Furthermore, they were aware of E-M81 chromosomes south of Egypt, as attested to this acknowledgement:


Second, just two haplogroups predominate within North Africa, together making up almost two-thirds of the male lineages: E3b2 and J* (42% and 20%, respectively). E3b2 is rare outside North Africa (Cruciani et al. 2004; Semino et al. 2004 and references therein), and is otherwise known only from Mali, Niger, and Sudan to the immediate south, and the Near East and Southern Europe at very low frequencies....
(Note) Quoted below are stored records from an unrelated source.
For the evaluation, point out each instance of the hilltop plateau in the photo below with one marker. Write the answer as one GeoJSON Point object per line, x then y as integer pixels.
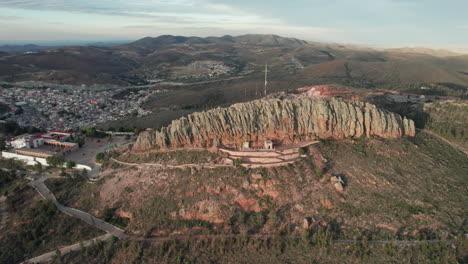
{"type": "Point", "coordinates": [282, 121]}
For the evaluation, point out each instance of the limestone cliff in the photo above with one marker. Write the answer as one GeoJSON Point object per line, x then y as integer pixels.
{"type": "Point", "coordinates": [283, 121]}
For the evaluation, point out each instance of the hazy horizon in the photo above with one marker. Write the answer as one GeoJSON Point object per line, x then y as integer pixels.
{"type": "Point", "coordinates": [376, 24]}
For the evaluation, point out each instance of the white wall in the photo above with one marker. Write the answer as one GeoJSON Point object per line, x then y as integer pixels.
{"type": "Point", "coordinates": [32, 160]}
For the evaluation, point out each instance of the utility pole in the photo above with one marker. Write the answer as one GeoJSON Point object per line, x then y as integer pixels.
{"type": "Point", "coordinates": [266, 77]}
{"type": "Point", "coordinates": [256, 90]}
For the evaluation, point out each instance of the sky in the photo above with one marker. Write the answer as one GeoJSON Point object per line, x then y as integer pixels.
{"type": "Point", "coordinates": [373, 23]}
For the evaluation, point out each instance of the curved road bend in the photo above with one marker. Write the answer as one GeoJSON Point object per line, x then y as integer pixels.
{"type": "Point", "coordinates": [65, 250]}
{"type": "Point", "coordinates": [39, 185]}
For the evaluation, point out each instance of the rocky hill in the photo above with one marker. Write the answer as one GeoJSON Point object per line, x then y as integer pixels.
{"type": "Point", "coordinates": [283, 121]}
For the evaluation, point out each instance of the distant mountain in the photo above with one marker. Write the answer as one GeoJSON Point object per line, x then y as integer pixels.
{"type": "Point", "coordinates": [21, 48]}
{"type": "Point", "coordinates": [427, 51]}
{"type": "Point", "coordinates": [269, 40]}
{"type": "Point", "coordinates": [171, 58]}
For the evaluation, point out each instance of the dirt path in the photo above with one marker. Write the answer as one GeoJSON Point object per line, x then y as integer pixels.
{"type": "Point", "coordinates": [445, 140]}
{"type": "Point", "coordinates": [111, 230]}
{"type": "Point", "coordinates": [183, 166]}
{"type": "Point", "coordinates": [39, 185]}
{"type": "Point", "coordinates": [3, 213]}
{"type": "Point", "coordinates": [65, 250]}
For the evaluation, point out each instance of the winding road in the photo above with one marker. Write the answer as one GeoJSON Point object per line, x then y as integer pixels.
{"type": "Point", "coordinates": [113, 231]}
{"type": "Point", "coordinates": [40, 186]}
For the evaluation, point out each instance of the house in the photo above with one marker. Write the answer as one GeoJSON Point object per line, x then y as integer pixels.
{"type": "Point", "coordinates": [269, 144]}
{"type": "Point", "coordinates": [246, 145]}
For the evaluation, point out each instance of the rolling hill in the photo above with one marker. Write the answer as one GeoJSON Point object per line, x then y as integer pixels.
{"type": "Point", "coordinates": [168, 58]}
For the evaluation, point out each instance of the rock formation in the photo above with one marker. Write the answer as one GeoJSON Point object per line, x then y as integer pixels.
{"type": "Point", "coordinates": [283, 121]}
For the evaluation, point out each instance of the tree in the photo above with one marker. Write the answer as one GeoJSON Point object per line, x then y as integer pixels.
{"type": "Point", "coordinates": [38, 167]}
{"type": "Point", "coordinates": [70, 164]}
{"type": "Point", "coordinates": [100, 157]}
{"type": "Point", "coordinates": [55, 161]}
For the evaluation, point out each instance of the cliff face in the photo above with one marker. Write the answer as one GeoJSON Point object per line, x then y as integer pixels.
{"type": "Point", "coordinates": [283, 121]}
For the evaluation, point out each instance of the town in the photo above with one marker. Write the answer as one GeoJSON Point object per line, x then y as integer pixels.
{"type": "Point", "coordinates": [68, 109]}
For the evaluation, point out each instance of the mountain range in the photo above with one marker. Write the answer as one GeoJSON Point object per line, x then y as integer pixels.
{"type": "Point", "coordinates": [171, 58]}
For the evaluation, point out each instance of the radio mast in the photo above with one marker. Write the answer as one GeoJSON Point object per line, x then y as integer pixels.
{"type": "Point", "coordinates": [266, 77]}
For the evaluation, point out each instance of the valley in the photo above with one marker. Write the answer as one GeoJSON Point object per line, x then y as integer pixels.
{"type": "Point", "coordinates": [329, 154]}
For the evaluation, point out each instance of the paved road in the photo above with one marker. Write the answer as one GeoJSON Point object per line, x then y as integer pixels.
{"type": "Point", "coordinates": [65, 250]}
{"type": "Point", "coordinates": [183, 166]}
{"type": "Point", "coordinates": [3, 212]}
{"type": "Point", "coordinates": [39, 185]}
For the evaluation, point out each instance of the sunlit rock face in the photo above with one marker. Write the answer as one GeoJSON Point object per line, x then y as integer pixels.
{"type": "Point", "coordinates": [283, 121]}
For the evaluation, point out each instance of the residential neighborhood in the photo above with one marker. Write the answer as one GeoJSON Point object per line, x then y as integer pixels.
{"type": "Point", "coordinates": [67, 109]}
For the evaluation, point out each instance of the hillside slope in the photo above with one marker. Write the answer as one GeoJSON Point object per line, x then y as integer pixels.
{"type": "Point", "coordinates": [410, 188]}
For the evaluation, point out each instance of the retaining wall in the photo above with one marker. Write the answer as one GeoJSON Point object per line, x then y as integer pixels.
{"type": "Point", "coordinates": [33, 160]}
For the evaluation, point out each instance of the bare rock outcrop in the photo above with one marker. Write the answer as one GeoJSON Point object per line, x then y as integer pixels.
{"type": "Point", "coordinates": [283, 121]}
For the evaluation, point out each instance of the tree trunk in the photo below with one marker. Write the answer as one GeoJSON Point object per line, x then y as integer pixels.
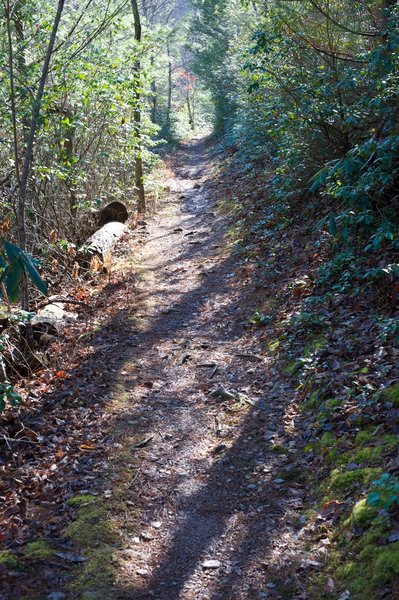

...and of course, ages of the E-M81 chromosomes in Sudan would be instructive.

Not sure what specific location is in question here, by the mention of "Near East" above, or what it is supposedly based on, but I've yet to come duplication in any other study of the location of E-M81 chromosomes therein, and this even as Arredi et al. had just then noted its rarity outside of North Africa. Its small presence in Southern Europe is already understood from Tamazight/Berber migrations therein over the course of history. [

E-


M81 is not a language.

Lineage is not a language.

Language is not a lineage.

Berber is a language.

E-M81 is not a lineage.

The two are NOT the same.

E-M81 was spread by AFRICAN PEOPLE carrying a GENE not a LANGUAGE. The fact of E-M81 in certain areas outside of Africa is a reflection of POPULATION movements, not necessarily LANGUAGE movements.

Non-sequitur. Who said they are the same thing? You are reading imaginery things.

On the other hand, rather than disputing what hasn't been said, how about showing otherwise to what you are specifically citing.

It seems you were saying that "Berbers" were responsible for bringing E-M81 to Europe, which is quite INCORRECT. E-M81 was carried to Europe by people and whe DONT know what language they spoke. All E-M81 carriers did not speak Berber as far as we know.